P-507 - TUMOR NEUROENDOCRINO DE MAMA. UN DIAGNÓSTICO RARO DE CÁNCER DE MAMA
Hospital General Universitario Santa Lucía, Cartagena.
Introducción: Los tumores neuroendocrinos pueden surgir de cualquier órgano del cuerpo. Los más habituales son los que afectan al tracto digestivo. Sin embargo, los tumores neuroendocrinos de mama (TNM) no son comunes, representan aproximadamente entre el 2% y el 5% de los tumores de mama, siendo todavía más infrecuente encontrar tumores neuroendocrinos puros, que suponen menos del 1% de los carcinomas de mama. La incidencia de estos tumores aumenta con la edad, siendo más frecuente en mujeres postmenopáusicas. Se diferencian 3 categorías de TNM: bien diferenciado, pobre diferenciado/células pequeñas y carcinoma invasivo con diferenciación neuroendocrina. Es necesario un patrón de crecimiento similar al de tumores neuroendocrinos del tracto gastrointestinal o pulmón y la expresión inmunohistoquímica de marcadores neuroendocrinos en más del 50% de las células tumorales para su diagnóstico. La cromogranina A y la sinaptofisina han sido ampliamente aceptadas como marcadores específicos de la diferenciación neuroendocrina.

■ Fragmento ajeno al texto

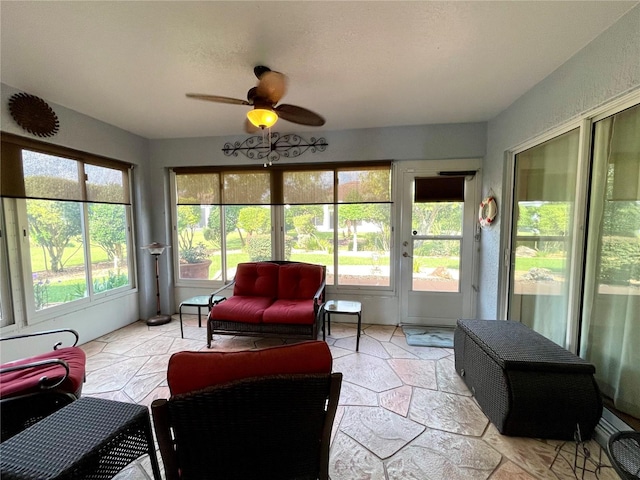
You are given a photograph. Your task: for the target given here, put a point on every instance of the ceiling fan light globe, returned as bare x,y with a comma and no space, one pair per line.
262,117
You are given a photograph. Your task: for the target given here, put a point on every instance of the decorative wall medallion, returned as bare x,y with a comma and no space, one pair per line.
33,114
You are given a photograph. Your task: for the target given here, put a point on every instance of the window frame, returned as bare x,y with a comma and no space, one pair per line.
19,295
277,207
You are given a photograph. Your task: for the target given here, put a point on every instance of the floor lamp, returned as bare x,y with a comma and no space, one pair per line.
156,250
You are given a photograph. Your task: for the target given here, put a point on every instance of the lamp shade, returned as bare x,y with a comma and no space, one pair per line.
156,248
262,117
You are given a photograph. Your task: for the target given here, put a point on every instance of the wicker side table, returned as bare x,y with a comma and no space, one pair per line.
91,438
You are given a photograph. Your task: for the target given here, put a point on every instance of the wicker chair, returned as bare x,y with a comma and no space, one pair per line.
254,414
33,388
624,451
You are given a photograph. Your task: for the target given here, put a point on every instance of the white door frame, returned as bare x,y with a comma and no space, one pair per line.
438,308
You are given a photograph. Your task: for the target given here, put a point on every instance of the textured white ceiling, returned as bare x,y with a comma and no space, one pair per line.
359,64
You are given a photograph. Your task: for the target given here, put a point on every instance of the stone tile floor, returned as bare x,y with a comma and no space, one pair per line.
404,413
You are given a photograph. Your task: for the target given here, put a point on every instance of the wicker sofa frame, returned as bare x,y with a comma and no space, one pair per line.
276,426
229,327
524,383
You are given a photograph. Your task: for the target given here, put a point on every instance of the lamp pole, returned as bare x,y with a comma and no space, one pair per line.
156,249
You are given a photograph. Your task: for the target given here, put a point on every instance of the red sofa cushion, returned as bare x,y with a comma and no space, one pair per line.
26,381
190,371
256,279
296,312
299,281
241,308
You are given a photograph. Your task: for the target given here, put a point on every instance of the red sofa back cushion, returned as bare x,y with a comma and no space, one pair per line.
190,371
256,279
299,281
21,382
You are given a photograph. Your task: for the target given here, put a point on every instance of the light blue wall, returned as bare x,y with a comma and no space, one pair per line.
425,142
605,69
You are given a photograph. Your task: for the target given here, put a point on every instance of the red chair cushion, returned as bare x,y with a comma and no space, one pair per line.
256,279
190,371
299,281
241,308
26,381
297,312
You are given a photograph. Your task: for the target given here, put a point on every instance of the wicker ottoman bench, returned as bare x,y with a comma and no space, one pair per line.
525,384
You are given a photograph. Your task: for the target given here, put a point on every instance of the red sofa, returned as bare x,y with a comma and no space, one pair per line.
274,298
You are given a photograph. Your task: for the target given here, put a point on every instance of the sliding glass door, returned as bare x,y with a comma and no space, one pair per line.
610,333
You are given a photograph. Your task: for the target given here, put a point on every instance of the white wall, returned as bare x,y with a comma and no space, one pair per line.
605,69
87,134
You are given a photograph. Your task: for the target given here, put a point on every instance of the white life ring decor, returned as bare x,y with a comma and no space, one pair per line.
488,211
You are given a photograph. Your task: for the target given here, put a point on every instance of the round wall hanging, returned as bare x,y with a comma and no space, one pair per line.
33,114
488,211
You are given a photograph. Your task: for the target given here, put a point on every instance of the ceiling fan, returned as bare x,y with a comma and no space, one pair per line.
270,89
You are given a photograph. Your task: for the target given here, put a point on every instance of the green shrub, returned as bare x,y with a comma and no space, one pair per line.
620,260
259,248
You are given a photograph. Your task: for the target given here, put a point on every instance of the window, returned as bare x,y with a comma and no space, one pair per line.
578,283
338,217
71,223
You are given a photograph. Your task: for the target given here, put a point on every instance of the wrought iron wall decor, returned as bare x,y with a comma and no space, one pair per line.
270,149
33,114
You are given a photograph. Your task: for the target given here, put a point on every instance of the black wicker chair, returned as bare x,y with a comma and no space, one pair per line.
265,426
624,452
35,387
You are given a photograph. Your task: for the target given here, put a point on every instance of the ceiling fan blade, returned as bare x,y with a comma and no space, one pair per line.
218,99
250,127
272,86
299,115
258,70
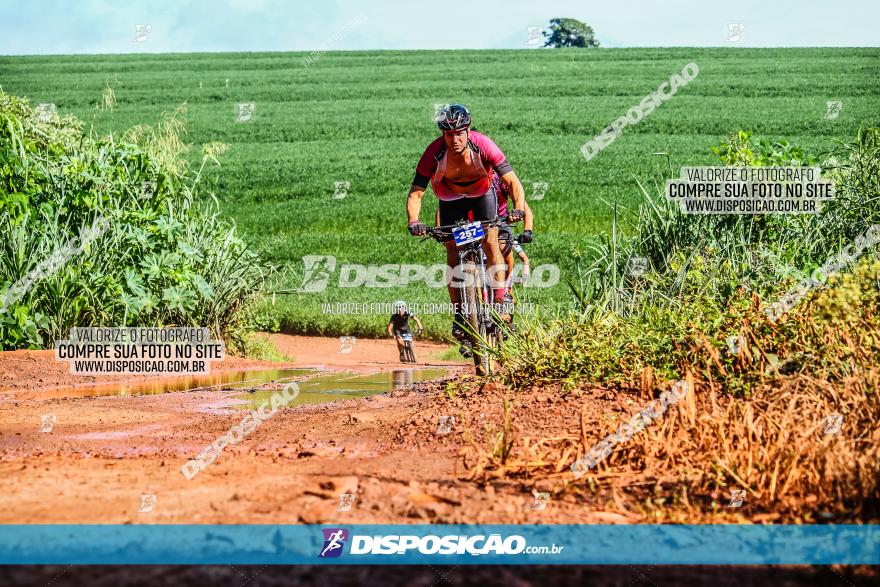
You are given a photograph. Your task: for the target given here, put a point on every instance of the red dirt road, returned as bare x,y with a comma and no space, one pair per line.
104,453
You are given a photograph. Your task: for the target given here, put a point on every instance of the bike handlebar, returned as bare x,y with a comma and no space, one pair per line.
438,232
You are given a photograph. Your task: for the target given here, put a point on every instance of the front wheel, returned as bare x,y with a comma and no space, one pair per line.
480,339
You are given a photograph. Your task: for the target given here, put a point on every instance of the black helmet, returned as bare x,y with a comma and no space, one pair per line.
454,117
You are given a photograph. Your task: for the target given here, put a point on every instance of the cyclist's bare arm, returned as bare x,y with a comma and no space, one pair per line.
519,196
414,203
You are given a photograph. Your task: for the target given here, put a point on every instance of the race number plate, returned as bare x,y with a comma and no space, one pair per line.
468,233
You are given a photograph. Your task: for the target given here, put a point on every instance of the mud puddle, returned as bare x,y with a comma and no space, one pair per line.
223,380
345,385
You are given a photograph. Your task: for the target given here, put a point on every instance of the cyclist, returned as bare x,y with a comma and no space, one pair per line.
510,245
459,166
398,325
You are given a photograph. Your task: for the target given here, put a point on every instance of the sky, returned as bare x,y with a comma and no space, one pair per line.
110,26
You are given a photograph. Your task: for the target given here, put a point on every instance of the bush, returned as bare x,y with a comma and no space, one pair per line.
100,231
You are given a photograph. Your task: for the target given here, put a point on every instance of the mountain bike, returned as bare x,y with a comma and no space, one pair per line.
476,294
409,353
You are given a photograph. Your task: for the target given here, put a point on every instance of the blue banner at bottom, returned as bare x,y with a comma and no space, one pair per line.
440,544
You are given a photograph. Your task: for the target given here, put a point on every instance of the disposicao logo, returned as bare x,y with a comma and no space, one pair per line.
334,540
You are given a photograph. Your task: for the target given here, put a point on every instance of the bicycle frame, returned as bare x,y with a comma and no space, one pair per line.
478,311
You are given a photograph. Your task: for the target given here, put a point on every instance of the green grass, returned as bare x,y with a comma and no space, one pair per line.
365,117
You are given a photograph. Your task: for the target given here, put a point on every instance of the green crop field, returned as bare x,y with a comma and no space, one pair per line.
365,117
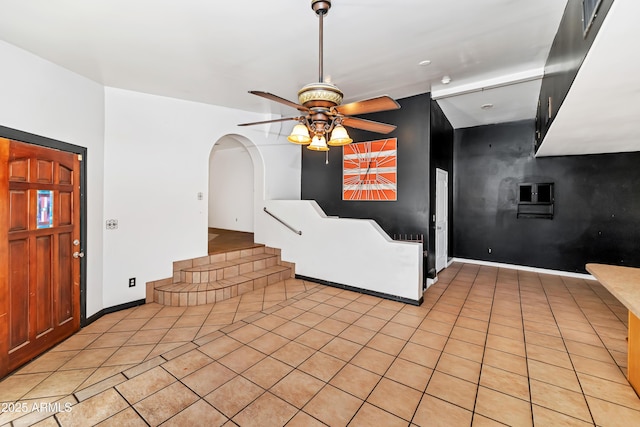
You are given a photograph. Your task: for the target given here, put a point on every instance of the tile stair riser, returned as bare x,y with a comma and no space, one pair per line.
207,286
219,273
191,296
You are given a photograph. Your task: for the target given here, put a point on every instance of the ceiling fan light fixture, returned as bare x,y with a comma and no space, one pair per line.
318,143
339,137
320,103
300,135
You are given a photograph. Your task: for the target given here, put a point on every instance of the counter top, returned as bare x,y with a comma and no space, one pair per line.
622,282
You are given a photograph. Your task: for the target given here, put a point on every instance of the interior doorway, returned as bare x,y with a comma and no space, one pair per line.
42,284
442,215
231,196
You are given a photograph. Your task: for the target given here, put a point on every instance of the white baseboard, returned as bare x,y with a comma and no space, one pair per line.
431,281
524,268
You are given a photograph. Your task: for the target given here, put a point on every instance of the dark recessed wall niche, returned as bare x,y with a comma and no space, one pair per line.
411,213
535,200
597,202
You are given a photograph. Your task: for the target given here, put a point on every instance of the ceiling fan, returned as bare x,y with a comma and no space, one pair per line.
323,119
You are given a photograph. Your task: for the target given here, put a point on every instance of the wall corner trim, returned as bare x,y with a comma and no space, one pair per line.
525,268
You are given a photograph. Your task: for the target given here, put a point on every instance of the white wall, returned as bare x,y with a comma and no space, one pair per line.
353,252
41,98
231,187
156,161
147,158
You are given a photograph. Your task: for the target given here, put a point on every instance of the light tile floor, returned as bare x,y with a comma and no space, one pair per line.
487,347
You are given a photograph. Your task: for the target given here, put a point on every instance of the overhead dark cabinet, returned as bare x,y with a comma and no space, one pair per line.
535,200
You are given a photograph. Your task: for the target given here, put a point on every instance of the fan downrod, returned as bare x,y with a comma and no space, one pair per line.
320,7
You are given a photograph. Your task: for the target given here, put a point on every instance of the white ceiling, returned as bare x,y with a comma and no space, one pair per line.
214,52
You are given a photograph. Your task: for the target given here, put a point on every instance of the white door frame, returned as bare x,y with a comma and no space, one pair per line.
442,217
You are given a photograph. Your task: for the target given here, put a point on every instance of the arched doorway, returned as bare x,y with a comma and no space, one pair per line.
234,175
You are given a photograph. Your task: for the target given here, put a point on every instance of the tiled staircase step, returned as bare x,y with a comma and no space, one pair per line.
189,294
219,270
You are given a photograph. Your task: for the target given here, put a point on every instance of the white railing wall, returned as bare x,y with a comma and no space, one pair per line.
352,252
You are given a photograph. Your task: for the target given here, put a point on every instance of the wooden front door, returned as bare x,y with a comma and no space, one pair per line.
39,234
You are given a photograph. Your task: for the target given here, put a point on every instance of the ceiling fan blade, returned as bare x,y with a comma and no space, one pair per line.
373,105
354,122
284,119
276,98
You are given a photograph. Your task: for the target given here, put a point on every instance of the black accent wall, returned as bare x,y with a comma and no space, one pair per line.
596,209
569,48
424,134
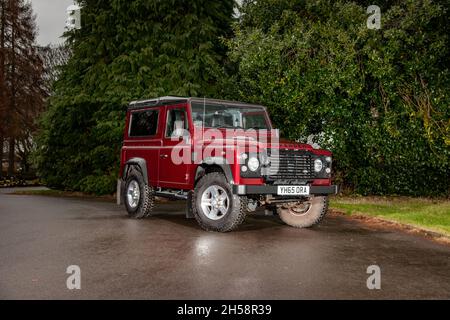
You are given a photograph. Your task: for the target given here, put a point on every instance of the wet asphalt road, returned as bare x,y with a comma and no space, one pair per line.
169,257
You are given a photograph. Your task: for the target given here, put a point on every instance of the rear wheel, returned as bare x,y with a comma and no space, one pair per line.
215,207
138,197
304,214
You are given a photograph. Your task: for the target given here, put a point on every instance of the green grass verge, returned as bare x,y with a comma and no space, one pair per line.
427,214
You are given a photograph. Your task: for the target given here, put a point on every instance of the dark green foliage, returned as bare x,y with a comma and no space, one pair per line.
125,50
379,99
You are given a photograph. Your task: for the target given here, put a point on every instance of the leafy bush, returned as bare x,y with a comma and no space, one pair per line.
379,99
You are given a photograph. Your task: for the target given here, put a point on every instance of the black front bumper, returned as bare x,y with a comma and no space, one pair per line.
272,189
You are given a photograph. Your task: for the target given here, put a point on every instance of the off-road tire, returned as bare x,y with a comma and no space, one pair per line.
146,199
190,205
237,209
311,217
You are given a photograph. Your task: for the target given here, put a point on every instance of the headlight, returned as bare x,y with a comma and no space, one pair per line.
318,165
253,163
243,156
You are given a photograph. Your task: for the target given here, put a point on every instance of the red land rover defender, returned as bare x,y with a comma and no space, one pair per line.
224,158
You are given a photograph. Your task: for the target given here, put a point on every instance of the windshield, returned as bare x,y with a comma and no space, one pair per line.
216,115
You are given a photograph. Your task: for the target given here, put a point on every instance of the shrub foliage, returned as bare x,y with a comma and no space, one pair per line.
379,99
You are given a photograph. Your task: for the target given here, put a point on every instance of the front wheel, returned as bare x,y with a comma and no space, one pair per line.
138,196
304,214
215,207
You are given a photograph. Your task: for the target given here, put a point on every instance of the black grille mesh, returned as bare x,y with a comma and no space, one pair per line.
291,164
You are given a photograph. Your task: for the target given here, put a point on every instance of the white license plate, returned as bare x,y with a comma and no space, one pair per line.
293,190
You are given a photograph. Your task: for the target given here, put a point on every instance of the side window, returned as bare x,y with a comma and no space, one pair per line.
144,123
177,123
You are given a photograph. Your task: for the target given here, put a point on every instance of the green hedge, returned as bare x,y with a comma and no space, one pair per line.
379,99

Caso clínico: Presentamos el caso de una mujer de 75 años, con demencia tipo Alzheimer, que consultó por un nódulo en mama derecha palpado por auxiliar de su centro durante aseo personal. En el estudio con mamografía y ecografía se evidencia una tumoración de 25 mm en el cuadrante superointerno de la mama derecha sin hallazgos sospechosos de enfermedad axilar. En la biopsia ecoguiada con aguja gruesa es informada como carcinoma neuroendocrino con receptores hormonales positivos y Her2 negativo. El estudio inmunohistoquímico fue positivo para marcadores neuroendocrinos (sinaptofisina). Los marcadores TTF1 y CDx2 fueron negativos, mientras que la mamaglobina era positiva lo que orientaba a un origen primario de mama. El PET-TC no evidenciaba otro foco de enfermedad por lo que se indicó tratamiento quirúrgico con mastectomía para evitar radioterapia y linfadenectomía por no difusión de radioisótopo y colorante azul. Tras realizar una revisión, solo constan otras dos pacientes con TNM, con edades de 68 y 77 al diagnóstico. Uno de ellos triple negativo, con CD56 y SOX10 positivos con enfermedad metastásica al diagnóstico. La paciente más joven presentaba un triple negativo con CD56 y cromogranina A positivos, T1N0 y buena evolución tras cirugía conservadora.
Discusión: A diferencia de los casos presentes en nuestro hospital la mayoría de los cánceres de mama que cumplen criterios para TNM muestran positividad para los receptores de hormonas hasta en un 90% de los casos y negatividad para ERB2. Aproximadamente el 50% de los TNM se consideran luminales B. Además, suelen ser poco agresivos, siendo rara la existencia de enfermedad metastásica o axilar. Como conclusión, el TNM es un diagnóstico infrecuente dentro del cáncer de mama, aunque debido a la necesidad de marcadores específicos y ausencia tratamiento específico, seguramente se encuentren infradiagnosticados. Solo la histología y la inmunohistoquímica aportan un diagnóstico definitivo. Dada su escasa prevalencia, no se ha descrito un tratamiento estandarizado para estos casos, por lo que se debe individualizar la actitud terapéutica, aunque la cirugía suele ser la elección de primera línea.